A fellow rider took this picture from his tent:
Because of the storm, our food crew was unable to provide us with hot breakfast (and more importantly, no coffee!). The second day’s ride started later than planned because the organizers weren’t even sure it was still safe for us to ride. It was still pouring rain, and would continue to be for the entire day. In the end, those riders who were not comfortable going out on the roads were transported by bus to that evening’s camp, while the rest (Dempsey and I included) got on our bikes.
It was by far the most difficult day of cycling we had ever experienced – with very little sleep and food, we faced heavy rain, strong winds, slippery roads and cold conditions. To top it off, we had completely forgotten to pack any rain gear or a jacket. We rode that day with our sweaters and garbage bags.
As first year riders who survived a challenging day of cycling, making it to camp in one piece that evening was incredibly rewarding. We set up camp once more and looked forward to day 3 of the ride.
The third day is traditionally known as “Red Dress Day”. The red ribbon has always been the symbol of HIV/AIDS awareness, and all participants wore red dresses for the cause. It was a fun and impactful way to raise awareness, as hundreds of cyclists in red dresses wove in and out of small towns in Eastern Ontario – a sight for locals and passersby.
Luckily, it was also the shortest day of the bike rally. We arrived in Kingston at Queen’s University after 51km of cycling in our dresses.
Days 4 (110km) and 5 (104km) were long rides but felt relatively easy after day 2. The scenery was spectacular, especially through the Thousand Islands. I had done the drive to Montreal via the 401 so many times and had no idea what I was missing by venturing off the highway.
Day 5 culminated with the Candlelight Ceremony, where many participants shared their reasons for doing the ride, and talked about their personal connections with the cause. It was quite an emotionally charged experience. It really brought home why this ride is so important, and why the funds raised are so desperately needed by the PWA. The ceremony ended with the releasing of 16 Chinese lanterns over the St. Lawrence River in Lancaster, to celebrate 16 years of the Bike Rally.
We woke up the next day knowing we had 101km to go until we finished our journey. Departing for the final ride was bittersweet. As excited as we were to arrive in Montreal (and to not have to sit on a bike seat anymore) we didn’t want the experience to end.
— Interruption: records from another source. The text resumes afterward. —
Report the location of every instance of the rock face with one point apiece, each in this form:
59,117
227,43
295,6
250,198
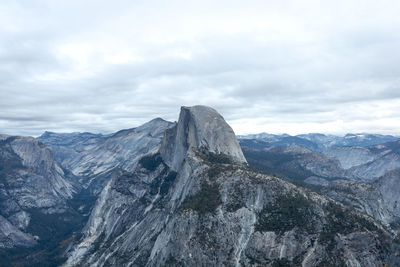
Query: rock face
200,127
93,157
29,180
194,202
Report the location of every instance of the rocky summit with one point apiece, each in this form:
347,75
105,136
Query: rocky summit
193,201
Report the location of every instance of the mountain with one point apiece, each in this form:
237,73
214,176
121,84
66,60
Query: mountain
320,142
379,199
35,197
298,161
193,201
93,157
294,163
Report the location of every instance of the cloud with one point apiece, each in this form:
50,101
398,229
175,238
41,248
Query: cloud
287,66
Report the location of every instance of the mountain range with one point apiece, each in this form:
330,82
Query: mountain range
191,193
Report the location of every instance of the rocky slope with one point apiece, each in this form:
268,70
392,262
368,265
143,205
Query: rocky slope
194,202
93,157
30,181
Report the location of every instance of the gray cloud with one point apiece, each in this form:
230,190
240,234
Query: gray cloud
277,67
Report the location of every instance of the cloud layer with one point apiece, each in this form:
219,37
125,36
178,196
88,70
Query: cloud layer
274,66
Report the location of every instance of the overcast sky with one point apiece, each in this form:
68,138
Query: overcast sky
266,66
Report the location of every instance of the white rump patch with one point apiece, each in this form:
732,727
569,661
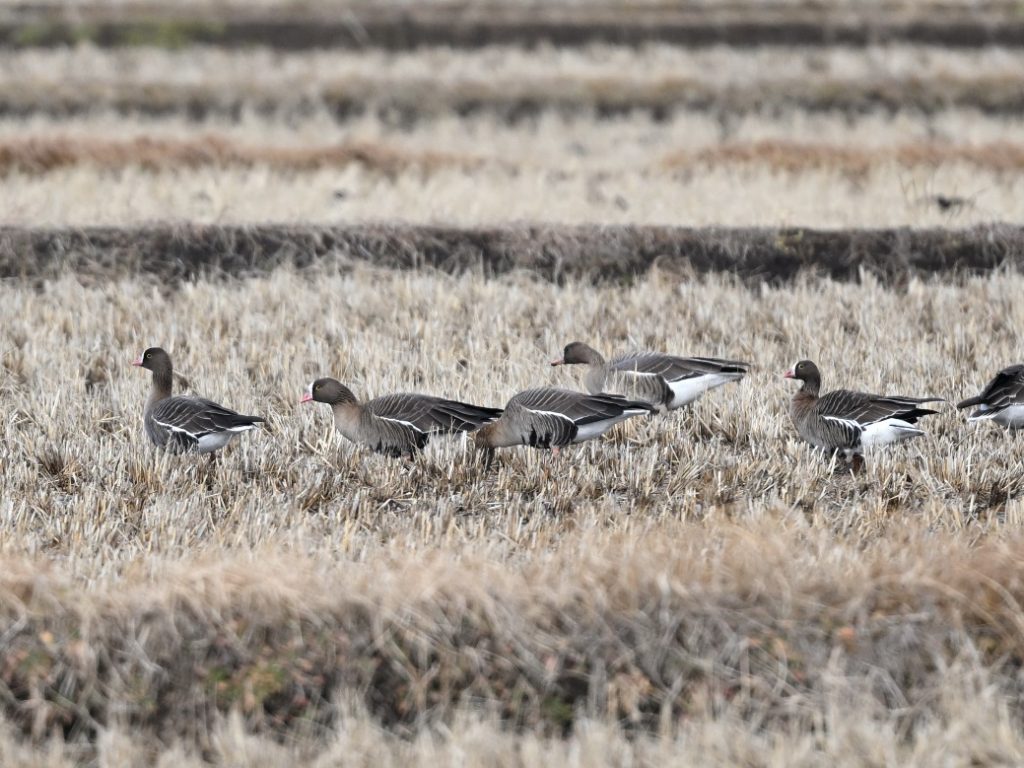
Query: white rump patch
400,421
684,391
888,430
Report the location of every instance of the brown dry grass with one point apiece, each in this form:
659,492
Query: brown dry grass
46,154
511,82
43,155
688,574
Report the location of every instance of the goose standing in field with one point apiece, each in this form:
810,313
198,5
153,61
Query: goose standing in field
849,422
550,418
663,380
396,424
1001,400
181,424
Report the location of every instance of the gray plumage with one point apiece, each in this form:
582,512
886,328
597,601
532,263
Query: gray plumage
848,421
1001,400
550,418
185,424
396,424
664,380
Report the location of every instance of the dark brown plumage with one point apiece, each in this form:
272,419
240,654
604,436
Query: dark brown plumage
664,380
181,424
396,424
1001,400
849,422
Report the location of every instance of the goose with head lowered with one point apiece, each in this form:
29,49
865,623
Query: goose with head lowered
1001,400
396,425
850,422
182,424
550,418
663,380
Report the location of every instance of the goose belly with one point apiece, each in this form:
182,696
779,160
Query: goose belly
886,431
684,391
597,428
214,441
1012,417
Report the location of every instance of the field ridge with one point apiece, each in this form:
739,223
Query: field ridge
400,27
176,252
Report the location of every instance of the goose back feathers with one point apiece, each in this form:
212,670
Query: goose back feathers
1001,400
664,380
396,424
550,418
848,421
183,424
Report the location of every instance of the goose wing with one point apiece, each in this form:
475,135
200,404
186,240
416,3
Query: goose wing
863,409
188,419
1006,389
672,368
429,414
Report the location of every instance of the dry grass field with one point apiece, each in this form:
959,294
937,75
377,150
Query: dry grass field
430,209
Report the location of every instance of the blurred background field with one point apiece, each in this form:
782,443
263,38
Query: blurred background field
438,197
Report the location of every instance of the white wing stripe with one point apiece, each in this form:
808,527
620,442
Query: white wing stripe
400,421
845,422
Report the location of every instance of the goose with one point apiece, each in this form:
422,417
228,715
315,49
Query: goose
663,380
849,422
1001,400
551,418
396,425
183,424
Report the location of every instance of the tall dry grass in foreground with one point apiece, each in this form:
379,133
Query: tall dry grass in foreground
701,578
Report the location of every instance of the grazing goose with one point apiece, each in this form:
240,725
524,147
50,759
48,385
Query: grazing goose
180,424
849,421
396,424
662,380
550,418
1001,400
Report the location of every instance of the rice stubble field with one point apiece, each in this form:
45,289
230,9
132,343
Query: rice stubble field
697,587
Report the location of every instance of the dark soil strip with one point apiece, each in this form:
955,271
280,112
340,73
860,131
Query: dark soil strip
404,107
172,254
410,26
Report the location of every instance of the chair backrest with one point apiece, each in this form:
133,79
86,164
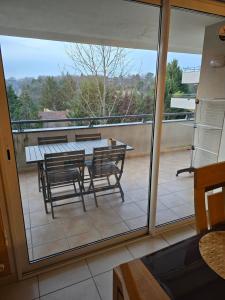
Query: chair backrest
103,156
52,140
207,179
87,137
64,161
Prior to departure, Bike Rally organizers and representatives from the PWA expressed their immense gratitude for all the participants and sent us off for one last time.
It was a pleasant ride as we finally crossed the Quebec border.
All cyclists rode in to Montreal together – arriving at the Old Port in downtown Montreal. We were greeted at our welcome party in the Old Port with loud cheers from crew and supporters.
After cycling 600 km in the span of 6 days, we finally completed our journey! We had all accomplished what felt like an impossible mission. With bikes proudly raised up, we knew right away that we would be back again next year to do it all over again (in fact, we are already registered for the 17thannual ride!).
In total, the bike rally raised $1,148,506 for the Toronto People with AIDS Foundation (PWA). The ride is the sustaining fundraiser for the PWA, with which they are able to provide the essential support and services so desperately needed by its clients. As a sponsor to our rides in 2014, we would like to express our sincerest thanks for your support.